What flows naturally from that also sets her apart: she dances. "Hmmm, no. I think I don't dance, I move," she chuckles. "Normally, fado singers don't move, they sing still, and I have that bad habit of moving! When I start listening to music, I start moving, even if it's classical. The other day, I was at the opera, in Thailand, and I was beating my feet. Everybody was looking at me like, 'What's she doing?', and I was like, 'Oops', you know, because I'm feeling music. When I'm on stage, that happens, too. I can't sing still."
Mariza has just returned from a sold-out whistle-stop tour of Asia, where crowds responded with standing ovations. "They are understanding the music, they are crossing frontiers and feeling the music. That's amazing. The language is not so important as people think," she observes. Even though Portuguese speakers can appreciate the poetry of fado lyrics, the music's real language is emotion - something that Mariza's extraordinary voice conveys effortlessly. But how important are the words to her?

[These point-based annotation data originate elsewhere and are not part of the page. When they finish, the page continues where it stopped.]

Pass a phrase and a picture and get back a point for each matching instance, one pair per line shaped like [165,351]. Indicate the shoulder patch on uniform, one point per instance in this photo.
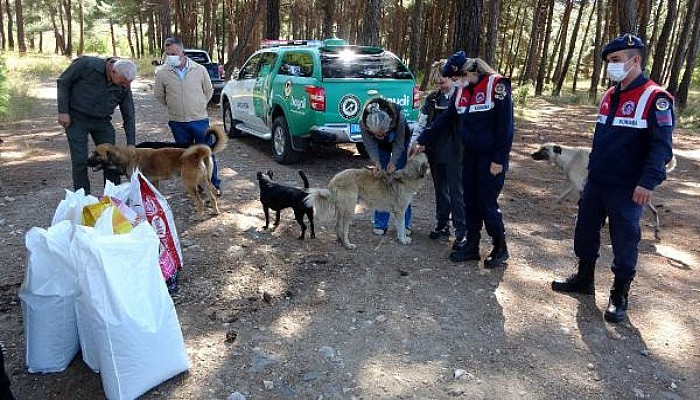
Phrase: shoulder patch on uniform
[664,118]
[662,104]
[500,88]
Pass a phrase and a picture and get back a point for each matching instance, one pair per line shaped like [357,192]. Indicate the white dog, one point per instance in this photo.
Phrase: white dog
[573,161]
[392,192]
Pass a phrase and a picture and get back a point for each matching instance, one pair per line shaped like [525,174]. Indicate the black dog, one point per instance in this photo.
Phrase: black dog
[278,197]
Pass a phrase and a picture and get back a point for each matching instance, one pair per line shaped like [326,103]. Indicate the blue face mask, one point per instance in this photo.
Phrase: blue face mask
[173,60]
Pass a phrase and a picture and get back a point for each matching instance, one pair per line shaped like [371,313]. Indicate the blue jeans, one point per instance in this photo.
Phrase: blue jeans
[193,132]
[381,218]
[598,202]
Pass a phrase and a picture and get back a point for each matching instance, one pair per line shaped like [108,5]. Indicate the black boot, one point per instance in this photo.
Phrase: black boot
[617,305]
[466,249]
[499,253]
[581,282]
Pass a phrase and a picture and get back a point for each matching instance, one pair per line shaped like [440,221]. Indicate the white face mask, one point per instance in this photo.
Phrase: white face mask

"Without good poetry, or good lyrics, it is impossible to have a meaning to sing. Because you are telling a story. When you sing poetry, you are releasing feelings. They're going to understand what I'm feeling even if they don't understand my language," she explains.

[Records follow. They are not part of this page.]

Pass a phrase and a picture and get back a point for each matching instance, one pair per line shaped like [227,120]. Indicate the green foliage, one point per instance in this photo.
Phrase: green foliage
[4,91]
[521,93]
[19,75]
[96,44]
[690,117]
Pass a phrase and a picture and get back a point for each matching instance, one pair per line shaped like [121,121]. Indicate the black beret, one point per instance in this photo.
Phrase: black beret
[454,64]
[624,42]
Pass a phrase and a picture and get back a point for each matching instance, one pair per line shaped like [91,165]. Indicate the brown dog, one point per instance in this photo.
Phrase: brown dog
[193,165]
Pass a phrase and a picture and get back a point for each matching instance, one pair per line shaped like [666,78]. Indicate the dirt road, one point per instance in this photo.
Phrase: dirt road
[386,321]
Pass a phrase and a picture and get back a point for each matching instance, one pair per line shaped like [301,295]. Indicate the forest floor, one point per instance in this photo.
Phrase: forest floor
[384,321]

After talking to me, Mariza has to rush off to a radio interview, tour Belgium, and rehearse for her show at the Royal Albert Hall, the star attraction in London's annual Atlantic Waves festival of Portuguese music. "I always thought for me it would be impossible to do a place like that, with such a big history, where the best singers sing, for my style of music, it's a kind of dream come true."
It won't be her biggest-ever gig, though. In September 2005, she sang to 25,000 adoring fans, backed by the 30-piece Sinfonietta de Lisboa, a show captured in miraculously detailed sound and vision on her new CD/DVD Concerto em Lisboa. The Albert Hall concert will feature the London Session Orchestra, conducted by Jaques Morelenbaum, plus special guests Carlos do Carmo and the Cape Verdean singer/ songwriter Tito Paris.

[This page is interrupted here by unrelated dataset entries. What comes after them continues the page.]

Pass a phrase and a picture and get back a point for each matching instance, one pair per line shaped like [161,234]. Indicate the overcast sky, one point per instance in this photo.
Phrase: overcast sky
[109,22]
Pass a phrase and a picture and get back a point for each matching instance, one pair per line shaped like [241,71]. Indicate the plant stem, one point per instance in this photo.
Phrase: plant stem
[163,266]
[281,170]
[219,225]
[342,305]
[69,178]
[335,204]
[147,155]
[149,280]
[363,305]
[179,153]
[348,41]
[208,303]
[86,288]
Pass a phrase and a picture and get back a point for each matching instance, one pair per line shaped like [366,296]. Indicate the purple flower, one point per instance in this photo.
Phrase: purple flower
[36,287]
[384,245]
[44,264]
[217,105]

"I want to show people the three faces of the triangle of Lusophonia. Fado has the Portuguese, and we are there. Fado has the Brazilian face, and Jaques is there. And fado has the African face, and Tito is there, bringing the Cape Verdean morna, and showing it is not so far from fado as people think."
As for future recordings, is she planning an album of "Lusophonia"? Maybe. Will she record something in English, such as the version of "Fly Me to the Moon" that she sang on Jools Holland's Later... show last year? Unlikely. "I don't have plans yet. I'm very in the mood of giving another step in front, but at the same time, I'm very much in the mood to something very traditional. I'm a little bit confused, so I don't have a clue.
"I'm researching already, about poems and everything, and I'm going to stop for six months to work on a new album. But now is not the time for stopping."